CampusLIVE.com/binghamton, launched in early September, is a customizable Internet home page with a BU theme.

In addition to providing integrated access to Web sites such as Google and Twitter, the Web site offers quick links to Binghamton TV listings, movie showtimes and call-in dining services.

A bar at the top of the page also lists links to school-related material, such as BU’s Brain, Blackboard and library systems.

“It’s very well-built, and I like how they placed everything that a student may need, academically, in one spot,” said Greg Horowitz, a junior history major. “It makes organizing and getting yourself together so much easier.”
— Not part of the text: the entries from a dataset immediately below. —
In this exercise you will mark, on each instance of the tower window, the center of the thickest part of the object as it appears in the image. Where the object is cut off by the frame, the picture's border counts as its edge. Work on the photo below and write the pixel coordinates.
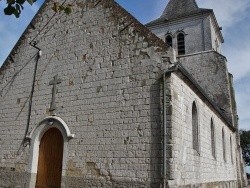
(223, 145)
(181, 44)
(231, 148)
(169, 40)
(212, 139)
(195, 129)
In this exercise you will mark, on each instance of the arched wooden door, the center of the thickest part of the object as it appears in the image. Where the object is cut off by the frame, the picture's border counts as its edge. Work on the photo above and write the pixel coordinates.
(49, 169)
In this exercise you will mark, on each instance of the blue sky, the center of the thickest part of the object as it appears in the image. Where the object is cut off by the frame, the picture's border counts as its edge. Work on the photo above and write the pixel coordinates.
(233, 16)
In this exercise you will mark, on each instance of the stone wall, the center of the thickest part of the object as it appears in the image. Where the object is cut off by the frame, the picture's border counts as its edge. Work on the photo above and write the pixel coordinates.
(197, 32)
(188, 166)
(211, 67)
(109, 96)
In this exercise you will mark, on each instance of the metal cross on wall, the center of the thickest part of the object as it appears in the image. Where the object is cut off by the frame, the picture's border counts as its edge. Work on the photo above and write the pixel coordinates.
(54, 91)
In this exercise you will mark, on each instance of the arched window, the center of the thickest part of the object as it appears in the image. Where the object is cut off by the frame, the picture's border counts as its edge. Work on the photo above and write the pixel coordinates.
(181, 44)
(212, 138)
(195, 127)
(223, 145)
(231, 148)
(169, 40)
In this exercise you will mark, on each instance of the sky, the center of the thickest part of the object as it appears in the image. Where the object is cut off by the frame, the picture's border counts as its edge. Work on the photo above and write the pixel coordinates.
(233, 16)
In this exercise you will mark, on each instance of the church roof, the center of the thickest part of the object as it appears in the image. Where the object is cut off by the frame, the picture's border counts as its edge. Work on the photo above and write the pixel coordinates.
(179, 9)
(118, 12)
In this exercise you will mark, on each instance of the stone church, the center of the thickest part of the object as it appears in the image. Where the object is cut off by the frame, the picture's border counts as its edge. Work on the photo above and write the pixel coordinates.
(96, 99)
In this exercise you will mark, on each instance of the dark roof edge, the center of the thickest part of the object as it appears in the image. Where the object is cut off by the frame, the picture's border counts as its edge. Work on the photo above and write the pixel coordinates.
(198, 87)
(150, 36)
(26, 31)
(162, 19)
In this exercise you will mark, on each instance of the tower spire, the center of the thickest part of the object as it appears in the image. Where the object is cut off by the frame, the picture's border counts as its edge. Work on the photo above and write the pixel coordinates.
(179, 8)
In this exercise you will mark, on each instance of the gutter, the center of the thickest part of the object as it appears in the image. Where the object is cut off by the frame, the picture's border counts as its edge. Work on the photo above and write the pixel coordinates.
(174, 68)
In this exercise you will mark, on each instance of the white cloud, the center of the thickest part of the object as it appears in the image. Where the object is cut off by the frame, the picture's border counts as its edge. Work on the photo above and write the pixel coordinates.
(11, 28)
(228, 12)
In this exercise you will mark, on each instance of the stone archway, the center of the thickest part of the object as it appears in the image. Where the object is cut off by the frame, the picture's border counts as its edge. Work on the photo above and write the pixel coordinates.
(36, 138)
(49, 170)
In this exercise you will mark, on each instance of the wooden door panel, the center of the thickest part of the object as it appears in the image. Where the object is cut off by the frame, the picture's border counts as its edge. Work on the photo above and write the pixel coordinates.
(50, 160)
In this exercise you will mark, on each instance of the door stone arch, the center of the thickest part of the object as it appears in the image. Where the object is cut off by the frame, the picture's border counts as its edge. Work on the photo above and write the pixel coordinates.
(36, 138)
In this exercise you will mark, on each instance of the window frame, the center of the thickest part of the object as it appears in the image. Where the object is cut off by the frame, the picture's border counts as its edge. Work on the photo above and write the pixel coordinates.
(181, 43)
(195, 128)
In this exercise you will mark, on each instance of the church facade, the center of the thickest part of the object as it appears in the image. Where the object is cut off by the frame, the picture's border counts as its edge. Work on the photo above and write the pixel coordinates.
(96, 99)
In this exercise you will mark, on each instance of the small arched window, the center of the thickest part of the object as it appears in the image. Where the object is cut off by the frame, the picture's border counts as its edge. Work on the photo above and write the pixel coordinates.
(169, 40)
(212, 138)
(195, 129)
(181, 43)
(223, 145)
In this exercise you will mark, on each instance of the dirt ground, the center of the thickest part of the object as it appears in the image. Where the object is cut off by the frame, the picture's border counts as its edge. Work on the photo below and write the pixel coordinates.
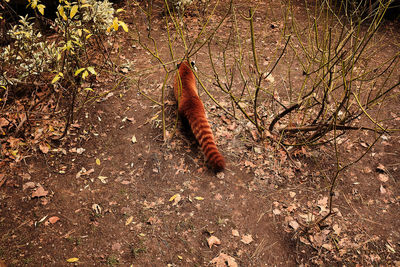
(114, 193)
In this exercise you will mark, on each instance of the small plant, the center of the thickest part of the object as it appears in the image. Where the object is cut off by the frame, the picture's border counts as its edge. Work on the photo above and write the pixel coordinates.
(112, 260)
(59, 68)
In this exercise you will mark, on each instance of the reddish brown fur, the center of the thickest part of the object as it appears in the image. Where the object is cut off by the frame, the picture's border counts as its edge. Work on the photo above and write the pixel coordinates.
(191, 108)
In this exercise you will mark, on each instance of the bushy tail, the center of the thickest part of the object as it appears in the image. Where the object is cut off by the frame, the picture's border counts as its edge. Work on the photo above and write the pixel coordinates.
(202, 131)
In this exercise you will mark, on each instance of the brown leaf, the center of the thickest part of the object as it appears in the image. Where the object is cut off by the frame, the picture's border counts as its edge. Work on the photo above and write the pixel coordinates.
(116, 246)
(44, 147)
(235, 232)
(294, 224)
(383, 177)
(39, 192)
(2, 178)
(213, 240)
(224, 260)
(247, 239)
(28, 185)
(382, 190)
(54, 219)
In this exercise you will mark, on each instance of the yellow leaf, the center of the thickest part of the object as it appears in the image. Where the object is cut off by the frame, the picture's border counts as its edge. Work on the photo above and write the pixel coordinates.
(85, 74)
(79, 71)
(173, 197)
(57, 77)
(74, 9)
(92, 71)
(123, 25)
(115, 24)
(129, 220)
(62, 13)
(41, 9)
(72, 260)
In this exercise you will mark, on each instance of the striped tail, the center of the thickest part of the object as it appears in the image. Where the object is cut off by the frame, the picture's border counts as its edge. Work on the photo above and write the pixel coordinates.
(202, 131)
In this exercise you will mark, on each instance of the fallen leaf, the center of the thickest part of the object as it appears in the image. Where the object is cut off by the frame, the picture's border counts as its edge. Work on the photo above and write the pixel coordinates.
(294, 224)
(175, 198)
(103, 179)
(54, 219)
(80, 150)
(380, 168)
(28, 185)
(247, 239)
(44, 147)
(276, 212)
(383, 177)
(235, 232)
(336, 229)
(382, 190)
(39, 192)
(96, 208)
(72, 259)
(129, 220)
(116, 246)
(224, 260)
(213, 240)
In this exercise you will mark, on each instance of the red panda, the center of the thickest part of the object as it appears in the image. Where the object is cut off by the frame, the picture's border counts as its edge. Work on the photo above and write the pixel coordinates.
(191, 108)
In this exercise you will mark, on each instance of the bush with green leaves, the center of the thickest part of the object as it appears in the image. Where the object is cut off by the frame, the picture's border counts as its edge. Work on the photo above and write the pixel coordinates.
(29, 54)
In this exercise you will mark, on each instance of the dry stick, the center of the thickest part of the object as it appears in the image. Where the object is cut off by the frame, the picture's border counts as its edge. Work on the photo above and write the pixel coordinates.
(209, 38)
(338, 126)
(341, 169)
(70, 115)
(258, 87)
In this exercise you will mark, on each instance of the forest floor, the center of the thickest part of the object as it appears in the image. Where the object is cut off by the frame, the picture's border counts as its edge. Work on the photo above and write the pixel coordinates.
(114, 193)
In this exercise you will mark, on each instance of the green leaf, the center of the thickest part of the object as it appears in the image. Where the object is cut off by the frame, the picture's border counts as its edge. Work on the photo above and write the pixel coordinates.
(78, 71)
(57, 77)
(72, 260)
(92, 71)
(123, 25)
(74, 9)
(85, 74)
(62, 13)
(41, 8)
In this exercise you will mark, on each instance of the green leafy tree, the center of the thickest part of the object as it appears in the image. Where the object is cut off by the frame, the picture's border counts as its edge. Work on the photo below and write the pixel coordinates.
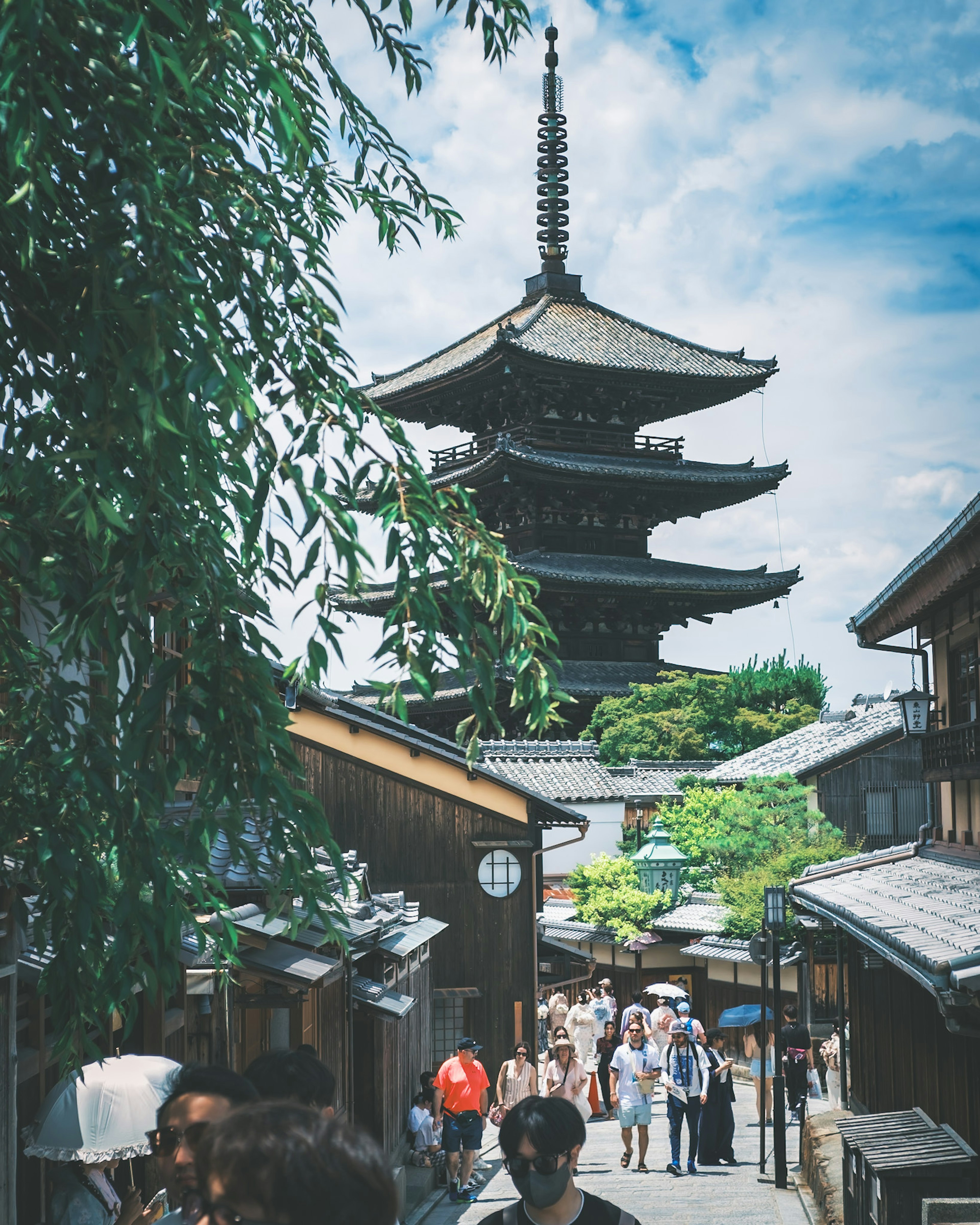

According to Boris Revsin, co-founder and chief operating officer of CampusLIVE, the Web site started receiving requests for a Binghamton version six weeks ago from around 50 students.

The company then sent out a “recon team” to Binghamton to study the school to see if it fit their demographic — dorms in close proximity, school spirit, high attendance at student athletic events and students interested in the product.

Revsin said these factors are important for helping the site grow, since CampusLIVE relies on advertising through cross-promotions with school organizations.

“People telling their friends about the site is one of the only ways for it to spread,” he said.

CampusLIVE’s Web development team then took input from the 50 students and built BU’s own version of the Web page in one day.

Binghamton University is currently the only SUNY school and one out of five New York schools represented on the Web site.

CampusLIVE was founded in the summer of 2007 by Revsin and Jared Stenquist, two students and Web developers at the University of Massachusetts at Amherst.

“We kind of realized that students were going to a million different sites each day, and we were too,” Revsin said. “Why not spend the summer writing a Web site where everything is in one place?”

After months of work, the two students only had $20 left to market their new creation, which they used to buy a tarp.

They hung the tarp over the garage door of the house they lived in on campus, which displayed the message “CampusLIVE.com — UMass Amherst student homepage.”

Within two weeks, Revsin claims half of UMass Amherst was using the site.

“We figured we had a hit,” he said.

In the same month, Revsin and Stenquist decided to expand the site’s operations to include such universities as University of New Hampshire, University of Rhode Island and Boston College.

Today there are 700,000 users using the 87 nationwide campus pages offered on the Web site, according to Revsin.

“We’re very targeted towards the New England area, but we’re now branching out to New York areas,” he said.